The Hathi-bada and what it was
The most peculiar surviving structure at Nagari is the Hathi-bada — locally, "the elephant pen". It is an enormous rectangular stone enclosure, walls only a few feet high now, built of the same dry-laid limestone as the citadel. Bhandarkar excavated inside it. He found foundations consistent with a small shrine, and stone railing pieces stacked at the village like the ones that surround Buddhist stupas at Bharhut and Sanchi.

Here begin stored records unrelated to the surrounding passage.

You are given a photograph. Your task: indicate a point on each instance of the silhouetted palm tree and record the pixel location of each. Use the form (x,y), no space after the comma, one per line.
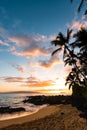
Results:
(81,4)
(63,43)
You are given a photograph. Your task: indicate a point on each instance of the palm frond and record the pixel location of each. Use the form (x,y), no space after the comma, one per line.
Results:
(56,51)
(80,5)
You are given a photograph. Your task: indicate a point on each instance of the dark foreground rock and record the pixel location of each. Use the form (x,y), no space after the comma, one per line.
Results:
(10,110)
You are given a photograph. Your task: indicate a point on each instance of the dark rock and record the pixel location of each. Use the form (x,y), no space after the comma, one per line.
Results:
(10,110)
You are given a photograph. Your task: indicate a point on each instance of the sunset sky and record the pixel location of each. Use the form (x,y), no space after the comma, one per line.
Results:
(27,28)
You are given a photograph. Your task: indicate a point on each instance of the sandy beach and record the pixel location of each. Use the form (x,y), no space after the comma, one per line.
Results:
(55,117)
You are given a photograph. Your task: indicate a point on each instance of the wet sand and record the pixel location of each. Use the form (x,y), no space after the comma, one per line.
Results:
(55,117)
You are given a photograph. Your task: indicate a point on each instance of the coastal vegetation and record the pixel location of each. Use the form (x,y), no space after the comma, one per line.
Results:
(74,50)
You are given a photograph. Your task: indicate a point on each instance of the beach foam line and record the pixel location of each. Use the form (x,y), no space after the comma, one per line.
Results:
(46,111)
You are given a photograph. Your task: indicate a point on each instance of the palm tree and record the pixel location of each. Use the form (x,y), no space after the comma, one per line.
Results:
(63,43)
(81,4)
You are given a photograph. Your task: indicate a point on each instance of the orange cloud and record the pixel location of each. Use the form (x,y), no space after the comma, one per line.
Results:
(14,79)
(35,83)
(78,24)
(20,68)
(29,45)
(48,64)
(4,43)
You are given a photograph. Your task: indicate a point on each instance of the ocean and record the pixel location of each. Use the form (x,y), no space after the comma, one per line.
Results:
(14,100)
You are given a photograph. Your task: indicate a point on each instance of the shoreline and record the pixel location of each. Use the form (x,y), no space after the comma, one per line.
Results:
(52,117)
(15,115)
(41,113)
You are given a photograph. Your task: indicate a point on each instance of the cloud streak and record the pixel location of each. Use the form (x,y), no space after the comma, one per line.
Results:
(26,45)
(50,63)
(20,68)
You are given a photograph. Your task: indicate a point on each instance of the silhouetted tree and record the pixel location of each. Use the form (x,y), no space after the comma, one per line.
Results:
(81,4)
(76,59)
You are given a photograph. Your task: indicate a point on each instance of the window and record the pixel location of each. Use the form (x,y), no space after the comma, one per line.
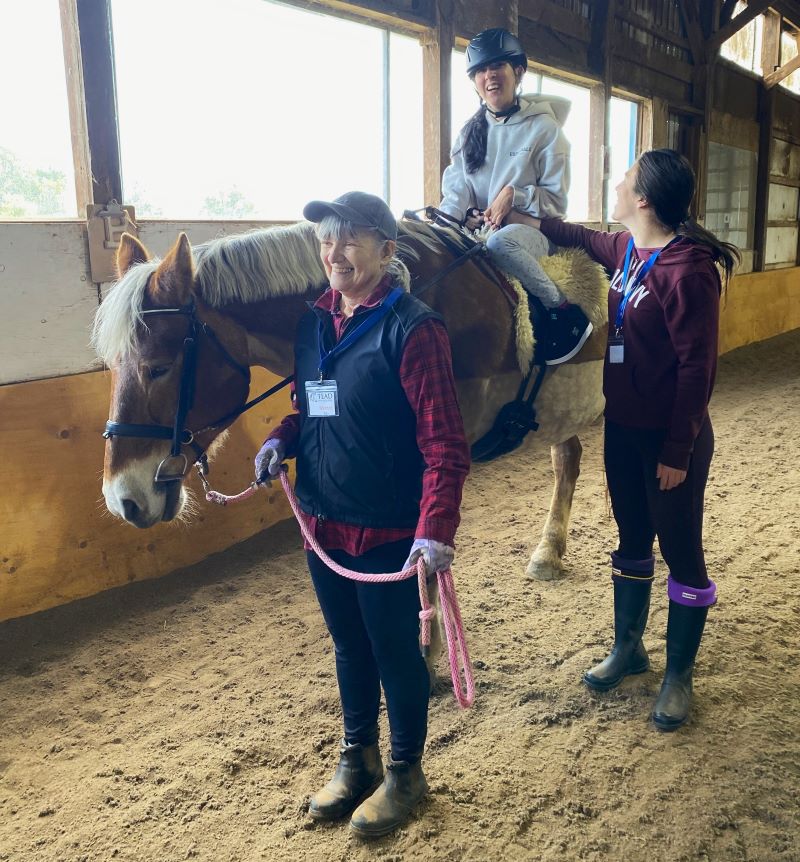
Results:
(744,47)
(623,117)
(249,109)
(789,52)
(37,177)
(465,102)
(730,194)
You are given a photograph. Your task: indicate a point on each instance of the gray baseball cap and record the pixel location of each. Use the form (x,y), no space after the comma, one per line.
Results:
(359,208)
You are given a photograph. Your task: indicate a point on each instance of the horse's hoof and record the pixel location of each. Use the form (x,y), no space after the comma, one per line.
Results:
(545,570)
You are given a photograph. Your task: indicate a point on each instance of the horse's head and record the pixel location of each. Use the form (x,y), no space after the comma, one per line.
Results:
(178,368)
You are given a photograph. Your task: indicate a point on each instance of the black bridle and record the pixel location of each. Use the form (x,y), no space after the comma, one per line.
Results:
(173,467)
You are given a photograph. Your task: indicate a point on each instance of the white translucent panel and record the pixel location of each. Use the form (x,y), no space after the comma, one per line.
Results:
(730,193)
(781,246)
(782,203)
(406,141)
(244,109)
(577,131)
(464,102)
(785,159)
(622,121)
(789,52)
(744,47)
(37,177)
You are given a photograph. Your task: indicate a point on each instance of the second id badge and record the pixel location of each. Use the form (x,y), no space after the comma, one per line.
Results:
(616,349)
(322,398)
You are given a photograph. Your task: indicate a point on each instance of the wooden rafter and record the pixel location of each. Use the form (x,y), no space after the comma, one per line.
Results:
(754,9)
(784,71)
(691,22)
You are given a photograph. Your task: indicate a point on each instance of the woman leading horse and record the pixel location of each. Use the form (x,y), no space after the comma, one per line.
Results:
(381,461)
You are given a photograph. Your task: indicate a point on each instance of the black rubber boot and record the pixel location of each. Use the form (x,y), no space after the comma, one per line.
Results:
(358,773)
(631,606)
(402,790)
(685,626)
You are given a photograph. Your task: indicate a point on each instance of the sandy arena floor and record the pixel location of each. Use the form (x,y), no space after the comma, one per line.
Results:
(192,717)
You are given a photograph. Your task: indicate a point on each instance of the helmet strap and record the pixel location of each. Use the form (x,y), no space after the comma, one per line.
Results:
(500,115)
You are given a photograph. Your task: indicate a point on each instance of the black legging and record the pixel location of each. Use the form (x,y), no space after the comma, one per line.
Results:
(643,512)
(375,631)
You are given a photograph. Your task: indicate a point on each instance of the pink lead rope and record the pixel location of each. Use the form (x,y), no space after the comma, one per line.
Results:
(457,651)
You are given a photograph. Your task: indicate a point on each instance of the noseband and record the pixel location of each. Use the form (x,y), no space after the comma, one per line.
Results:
(173,467)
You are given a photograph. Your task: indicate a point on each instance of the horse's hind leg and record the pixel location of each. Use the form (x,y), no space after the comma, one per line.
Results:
(545,563)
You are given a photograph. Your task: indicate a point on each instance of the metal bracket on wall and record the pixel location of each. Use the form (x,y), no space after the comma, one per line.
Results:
(105,226)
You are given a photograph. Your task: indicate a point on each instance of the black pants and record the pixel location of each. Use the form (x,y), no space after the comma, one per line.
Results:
(375,631)
(643,512)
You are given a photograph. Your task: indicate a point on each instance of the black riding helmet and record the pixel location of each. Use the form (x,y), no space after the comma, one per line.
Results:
(494,46)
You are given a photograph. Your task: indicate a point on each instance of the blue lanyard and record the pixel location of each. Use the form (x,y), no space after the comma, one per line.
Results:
(628,289)
(374,317)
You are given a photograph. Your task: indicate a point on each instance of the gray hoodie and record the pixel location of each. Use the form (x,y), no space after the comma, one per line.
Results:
(529,152)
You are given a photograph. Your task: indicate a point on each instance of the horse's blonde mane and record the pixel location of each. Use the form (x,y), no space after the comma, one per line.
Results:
(245,268)
(120,312)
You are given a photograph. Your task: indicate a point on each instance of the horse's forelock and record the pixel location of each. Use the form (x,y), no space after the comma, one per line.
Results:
(115,322)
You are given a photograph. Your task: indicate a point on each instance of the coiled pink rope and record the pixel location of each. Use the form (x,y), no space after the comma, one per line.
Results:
(457,652)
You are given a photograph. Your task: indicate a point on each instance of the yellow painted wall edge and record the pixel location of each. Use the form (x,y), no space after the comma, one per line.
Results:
(58,543)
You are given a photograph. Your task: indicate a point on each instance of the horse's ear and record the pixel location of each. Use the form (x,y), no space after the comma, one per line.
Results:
(172,281)
(130,252)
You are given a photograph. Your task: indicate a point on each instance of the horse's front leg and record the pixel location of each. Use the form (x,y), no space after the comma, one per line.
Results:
(545,563)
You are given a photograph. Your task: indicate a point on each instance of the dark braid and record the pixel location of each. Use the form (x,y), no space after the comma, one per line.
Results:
(476,132)
(666,180)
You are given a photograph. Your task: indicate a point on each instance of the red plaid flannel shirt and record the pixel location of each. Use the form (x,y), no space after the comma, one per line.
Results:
(426,375)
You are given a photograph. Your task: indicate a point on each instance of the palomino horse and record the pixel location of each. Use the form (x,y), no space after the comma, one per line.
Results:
(242,296)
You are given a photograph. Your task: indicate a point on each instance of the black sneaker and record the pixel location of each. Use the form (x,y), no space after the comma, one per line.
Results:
(567,330)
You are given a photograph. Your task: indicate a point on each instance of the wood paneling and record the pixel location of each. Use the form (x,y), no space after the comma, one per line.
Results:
(57,541)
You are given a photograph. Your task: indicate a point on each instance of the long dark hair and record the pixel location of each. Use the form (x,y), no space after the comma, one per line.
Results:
(476,132)
(666,180)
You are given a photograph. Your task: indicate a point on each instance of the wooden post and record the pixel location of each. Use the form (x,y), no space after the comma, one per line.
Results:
(79,133)
(766,113)
(437,47)
(97,54)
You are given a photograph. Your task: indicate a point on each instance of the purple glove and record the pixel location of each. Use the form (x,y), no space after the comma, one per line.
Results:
(436,555)
(268,461)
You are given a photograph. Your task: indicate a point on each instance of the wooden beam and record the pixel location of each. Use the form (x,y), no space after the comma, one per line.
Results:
(97,55)
(770,43)
(602,13)
(79,132)
(766,114)
(642,23)
(437,47)
(691,22)
(783,72)
(754,9)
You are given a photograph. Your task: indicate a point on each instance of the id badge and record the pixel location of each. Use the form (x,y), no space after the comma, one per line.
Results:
(322,398)
(616,349)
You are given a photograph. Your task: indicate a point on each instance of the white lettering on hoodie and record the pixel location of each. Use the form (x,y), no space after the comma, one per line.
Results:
(528,152)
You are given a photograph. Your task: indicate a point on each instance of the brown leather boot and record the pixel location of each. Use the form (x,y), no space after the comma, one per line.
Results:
(358,773)
(402,790)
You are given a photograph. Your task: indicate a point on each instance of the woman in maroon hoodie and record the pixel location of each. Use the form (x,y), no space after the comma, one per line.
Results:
(663,311)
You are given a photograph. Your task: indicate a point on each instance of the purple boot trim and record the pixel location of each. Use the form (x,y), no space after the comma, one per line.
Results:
(640,570)
(691,596)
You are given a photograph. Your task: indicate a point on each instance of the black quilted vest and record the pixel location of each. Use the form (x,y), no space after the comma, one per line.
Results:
(362,466)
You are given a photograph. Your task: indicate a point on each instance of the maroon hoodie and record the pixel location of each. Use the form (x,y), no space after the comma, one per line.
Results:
(670,330)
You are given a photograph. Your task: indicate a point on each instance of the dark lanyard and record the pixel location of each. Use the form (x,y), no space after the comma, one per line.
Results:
(375,317)
(628,289)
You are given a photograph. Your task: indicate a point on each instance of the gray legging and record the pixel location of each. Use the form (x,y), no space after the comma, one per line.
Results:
(515,248)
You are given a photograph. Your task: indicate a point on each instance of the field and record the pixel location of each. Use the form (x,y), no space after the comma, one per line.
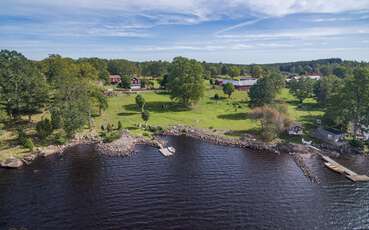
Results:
(226,114)
(230,115)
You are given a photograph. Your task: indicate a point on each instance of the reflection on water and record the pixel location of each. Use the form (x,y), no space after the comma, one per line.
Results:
(202,186)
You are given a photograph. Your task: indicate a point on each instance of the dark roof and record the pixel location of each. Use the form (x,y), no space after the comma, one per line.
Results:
(334,131)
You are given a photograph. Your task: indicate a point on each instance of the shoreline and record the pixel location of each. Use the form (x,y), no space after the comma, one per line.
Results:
(125,145)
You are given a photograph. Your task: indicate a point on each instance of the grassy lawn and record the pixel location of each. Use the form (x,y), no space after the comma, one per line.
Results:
(219,116)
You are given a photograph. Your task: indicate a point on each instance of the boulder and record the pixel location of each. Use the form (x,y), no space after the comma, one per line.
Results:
(11,163)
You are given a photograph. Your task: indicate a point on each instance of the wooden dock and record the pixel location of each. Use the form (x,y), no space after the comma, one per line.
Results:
(337,167)
(165,152)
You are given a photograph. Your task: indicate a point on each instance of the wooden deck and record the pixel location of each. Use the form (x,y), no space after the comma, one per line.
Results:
(337,167)
(165,152)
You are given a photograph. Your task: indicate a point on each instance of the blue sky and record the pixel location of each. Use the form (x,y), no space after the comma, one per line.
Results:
(233,31)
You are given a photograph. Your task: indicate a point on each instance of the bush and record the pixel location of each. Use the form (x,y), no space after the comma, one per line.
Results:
(356,143)
(155,129)
(60,139)
(28,144)
(56,121)
(44,129)
(21,136)
(111,136)
(120,125)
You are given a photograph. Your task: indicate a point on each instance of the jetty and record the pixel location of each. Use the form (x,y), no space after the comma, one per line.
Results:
(166,151)
(337,167)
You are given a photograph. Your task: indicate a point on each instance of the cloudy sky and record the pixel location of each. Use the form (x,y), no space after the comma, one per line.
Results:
(233,31)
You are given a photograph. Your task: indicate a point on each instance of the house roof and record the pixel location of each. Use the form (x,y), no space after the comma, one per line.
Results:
(242,82)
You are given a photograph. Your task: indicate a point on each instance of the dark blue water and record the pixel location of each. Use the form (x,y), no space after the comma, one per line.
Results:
(202,186)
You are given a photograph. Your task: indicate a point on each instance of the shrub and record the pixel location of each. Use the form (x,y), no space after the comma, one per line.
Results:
(111,136)
(28,144)
(120,125)
(60,139)
(109,127)
(356,143)
(21,136)
(44,129)
(56,121)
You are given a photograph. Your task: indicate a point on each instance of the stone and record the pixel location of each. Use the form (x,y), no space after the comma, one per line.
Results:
(12,163)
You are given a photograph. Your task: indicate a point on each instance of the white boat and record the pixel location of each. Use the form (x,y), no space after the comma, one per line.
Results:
(171,149)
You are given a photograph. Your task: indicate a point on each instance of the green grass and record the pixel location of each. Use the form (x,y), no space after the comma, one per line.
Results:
(217,116)
(220,115)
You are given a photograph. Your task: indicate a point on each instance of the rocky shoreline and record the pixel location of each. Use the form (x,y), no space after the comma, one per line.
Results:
(294,150)
(125,146)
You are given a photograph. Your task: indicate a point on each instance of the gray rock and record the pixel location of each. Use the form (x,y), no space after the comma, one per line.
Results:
(12,163)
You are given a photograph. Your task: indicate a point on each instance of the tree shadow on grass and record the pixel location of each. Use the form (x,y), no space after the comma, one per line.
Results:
(160,107)
(239,133)
(126,113)
(234,116)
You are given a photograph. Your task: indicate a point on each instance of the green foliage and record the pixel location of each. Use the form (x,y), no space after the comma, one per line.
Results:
(21,136)
(228,89)
(273,121)
(262,93)
(108,137)
(302,88)
(140,102)
(325,88)
(164,81)
(126,82)
(44,129)
(341,71)
(234,71)
(186,80)
(23,89)
(145,115)
(350,103)
(60,138)
(56,119)
(28,144)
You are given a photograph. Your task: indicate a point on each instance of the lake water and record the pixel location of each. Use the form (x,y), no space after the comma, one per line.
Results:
(203,186)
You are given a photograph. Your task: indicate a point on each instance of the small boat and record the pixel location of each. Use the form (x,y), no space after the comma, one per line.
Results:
(171,149)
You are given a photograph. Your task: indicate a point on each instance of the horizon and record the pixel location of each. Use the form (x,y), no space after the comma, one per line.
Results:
(234,32)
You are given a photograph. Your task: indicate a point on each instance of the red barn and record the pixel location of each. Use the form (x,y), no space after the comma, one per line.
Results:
(115,79)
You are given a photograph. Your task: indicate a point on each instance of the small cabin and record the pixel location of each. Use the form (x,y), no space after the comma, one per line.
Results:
(331,136)
(242,84)
(295,130)
(115,79)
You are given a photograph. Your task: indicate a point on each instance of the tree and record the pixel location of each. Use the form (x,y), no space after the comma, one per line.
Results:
(164,81)
(257,71)
(263,92)
(341,71)
(23,89)
(228,89)
(278,81)
(186,81)
(273,121)
(302,88)
(145,115)
(126,82)
(140,102)
(234,71)
(351,102)
(44,128)
(325,88)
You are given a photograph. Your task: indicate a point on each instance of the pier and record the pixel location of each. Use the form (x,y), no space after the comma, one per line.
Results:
(337,167)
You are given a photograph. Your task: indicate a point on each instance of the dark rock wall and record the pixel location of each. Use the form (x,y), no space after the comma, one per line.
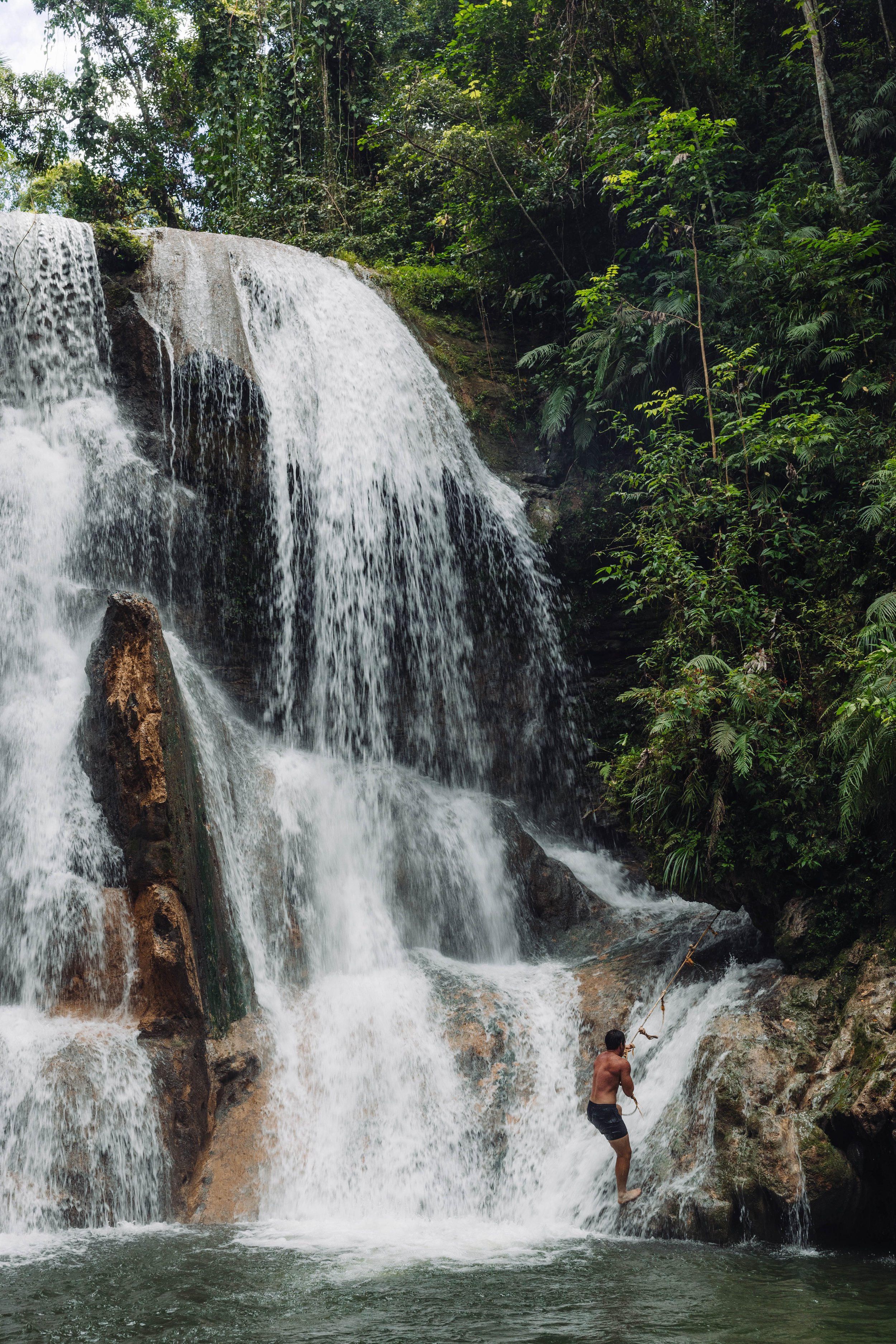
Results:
(210,561)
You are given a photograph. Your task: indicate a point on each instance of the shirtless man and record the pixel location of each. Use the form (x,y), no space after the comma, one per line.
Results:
(612,1070)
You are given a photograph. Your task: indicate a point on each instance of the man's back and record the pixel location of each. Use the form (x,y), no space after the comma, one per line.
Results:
(609,1070)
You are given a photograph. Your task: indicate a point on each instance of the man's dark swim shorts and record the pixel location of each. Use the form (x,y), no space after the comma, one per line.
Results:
(608,1121)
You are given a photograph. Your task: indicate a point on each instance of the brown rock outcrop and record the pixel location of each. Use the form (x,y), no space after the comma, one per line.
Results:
(170,928)
(136,749)
(226,1186)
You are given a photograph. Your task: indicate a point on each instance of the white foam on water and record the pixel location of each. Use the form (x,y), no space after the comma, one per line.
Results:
(370,1247)
(78,1129)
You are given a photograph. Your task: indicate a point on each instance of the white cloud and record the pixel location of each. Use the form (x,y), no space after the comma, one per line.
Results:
(23,42)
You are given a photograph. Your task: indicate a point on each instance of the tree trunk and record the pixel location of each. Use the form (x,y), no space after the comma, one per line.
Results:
(810,14)
(703,344)
(887,37)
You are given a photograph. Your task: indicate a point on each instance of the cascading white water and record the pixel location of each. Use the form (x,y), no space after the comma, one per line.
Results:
(361,855)
(78,1129)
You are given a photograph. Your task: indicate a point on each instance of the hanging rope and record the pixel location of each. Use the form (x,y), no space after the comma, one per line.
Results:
(661,1000)
(16,269)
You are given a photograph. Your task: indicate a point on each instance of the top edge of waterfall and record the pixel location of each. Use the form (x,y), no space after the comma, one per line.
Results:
(190,294)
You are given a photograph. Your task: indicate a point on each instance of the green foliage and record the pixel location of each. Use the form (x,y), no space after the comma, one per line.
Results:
(429,287)
(757,562)
(119,249)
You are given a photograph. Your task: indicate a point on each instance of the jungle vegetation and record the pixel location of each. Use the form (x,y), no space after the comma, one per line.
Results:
(686,209)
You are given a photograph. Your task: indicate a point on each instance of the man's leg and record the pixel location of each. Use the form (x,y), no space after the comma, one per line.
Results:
(623,1148)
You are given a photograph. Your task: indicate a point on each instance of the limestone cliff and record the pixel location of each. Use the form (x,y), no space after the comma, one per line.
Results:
(138,752)
(189,978)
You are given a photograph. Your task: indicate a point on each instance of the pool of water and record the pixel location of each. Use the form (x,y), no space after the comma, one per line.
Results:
(281,1284)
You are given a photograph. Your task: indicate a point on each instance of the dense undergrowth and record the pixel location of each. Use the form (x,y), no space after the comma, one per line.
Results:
(683,214)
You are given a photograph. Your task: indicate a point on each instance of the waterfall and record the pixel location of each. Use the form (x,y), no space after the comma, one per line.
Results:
(78,1129)
(424,1077)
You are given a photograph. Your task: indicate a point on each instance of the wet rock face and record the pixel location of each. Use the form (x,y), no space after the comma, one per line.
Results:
(551,897)
(199,417)
(226,1186)
(138,752)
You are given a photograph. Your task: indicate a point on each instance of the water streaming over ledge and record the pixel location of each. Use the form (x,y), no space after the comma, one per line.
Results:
(362,861)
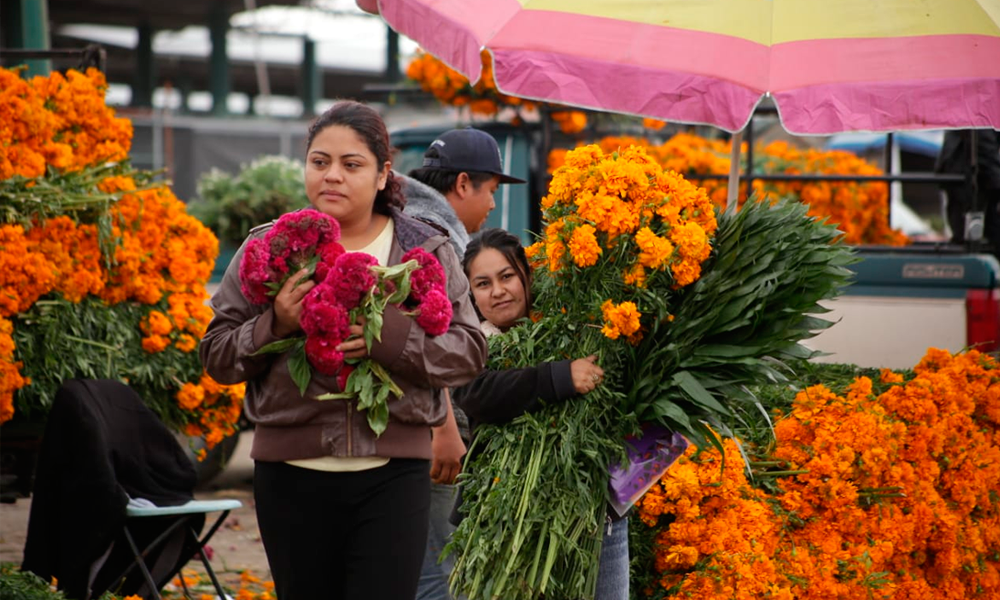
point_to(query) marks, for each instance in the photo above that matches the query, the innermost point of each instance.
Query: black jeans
(354, 535)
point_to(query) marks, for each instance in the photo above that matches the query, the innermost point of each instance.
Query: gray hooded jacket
(427, 204)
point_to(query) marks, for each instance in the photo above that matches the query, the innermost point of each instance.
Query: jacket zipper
(347, 406)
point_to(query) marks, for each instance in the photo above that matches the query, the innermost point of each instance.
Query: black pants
(352, 536)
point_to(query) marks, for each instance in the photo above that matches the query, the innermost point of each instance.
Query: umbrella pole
(733, 195)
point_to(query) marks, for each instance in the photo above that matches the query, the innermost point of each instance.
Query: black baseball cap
(467, 150)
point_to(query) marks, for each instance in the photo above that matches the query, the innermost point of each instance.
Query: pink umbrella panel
(850, 65)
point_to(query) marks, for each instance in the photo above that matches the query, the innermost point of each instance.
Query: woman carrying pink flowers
(344, 321)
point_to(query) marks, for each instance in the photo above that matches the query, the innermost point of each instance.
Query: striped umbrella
(829, 65)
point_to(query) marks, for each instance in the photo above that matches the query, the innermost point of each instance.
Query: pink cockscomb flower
(254, 272)
(302, 239)
(323, 355)
(429, 276)
(323, 319)
(434, 312)
(351, 277)
(297, 237)
(327, 257)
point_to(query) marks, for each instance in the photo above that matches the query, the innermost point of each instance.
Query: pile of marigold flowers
(864, 495)
(859, 210)
(251, 586)
(484, 99)
(97, 261)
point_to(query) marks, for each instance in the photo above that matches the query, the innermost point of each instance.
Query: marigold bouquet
(102, 271)
(351, 288)
(859, 209)
(875, 485)
(683, 305)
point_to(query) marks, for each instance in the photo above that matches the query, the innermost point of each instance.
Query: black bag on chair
(102, 446)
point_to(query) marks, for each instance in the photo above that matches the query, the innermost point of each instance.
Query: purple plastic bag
(649, 457)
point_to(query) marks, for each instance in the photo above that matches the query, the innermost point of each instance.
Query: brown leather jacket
(290, 426)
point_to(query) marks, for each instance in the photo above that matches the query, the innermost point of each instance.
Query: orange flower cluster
(860, 210)
(452, 88)
(890, 497)
(60, 121)
(216, 409)
(161, 255)
(161, 250)
(10, 371)
(252, 587)
(621, 212)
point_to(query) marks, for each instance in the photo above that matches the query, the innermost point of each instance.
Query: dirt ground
(236, 546)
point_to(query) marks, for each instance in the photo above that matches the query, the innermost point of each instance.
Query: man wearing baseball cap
(454, 191)
(463, 167)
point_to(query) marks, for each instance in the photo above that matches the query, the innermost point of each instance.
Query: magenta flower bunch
(301, 239)
(351, 288)
(416, 286)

The Ghosundi inscription is the key. It records the construction of "a stone enclosure for worship" by Gajayana, dedicated to Samkarshana and Vasudeva. The Hathi-bada is most plausibly the surviving wall of that very enclosure. If so, it is one of the oldest dateable Vaishnava temple-precincts in the subcontinent, perhaps the oldest. The Ghosundi slab was probably set into a doorway or shrine inside it, was robbed for stone in some later century, and ended up four miles away holding up Sringaradevi's step-well stair.

Why this still matters
Three of the things Bhandarkar dug up in 1915 are still cited in scholarship every decade. The Ghosundi inscription is a fixed point in the history of Sanskrit and of early Vaishnavism — it predates almost all literary references to Vasudeva worship by centuries, and pushes the date by which classical Sanskrit was being written in stone back into the period when most of the Mauryan inscriptions are in Prakrit. The Sarvatata Ashvamedha record is one of the few epigraphic mentions of an Ashvamedha sacrifice from the early historic period, anchoring the rite in actual royal practice rather than purely textual prescription. And the identification of Nagari with Madhyamika gives a concrete archaeological location to a town that Patanjali cited and that Indo-Greek armies fought their way past.
Most ASI excavation reports vanish into a footnote. Bhandarkar's didn't. The site is still there, mostly unprotected, mostly unread. The next Nagari volume — when one comes — will probably need to be Vol. II, picking up the long history of the place after it stopped being Madhyamika and started being a forgotten ridge above the Berach.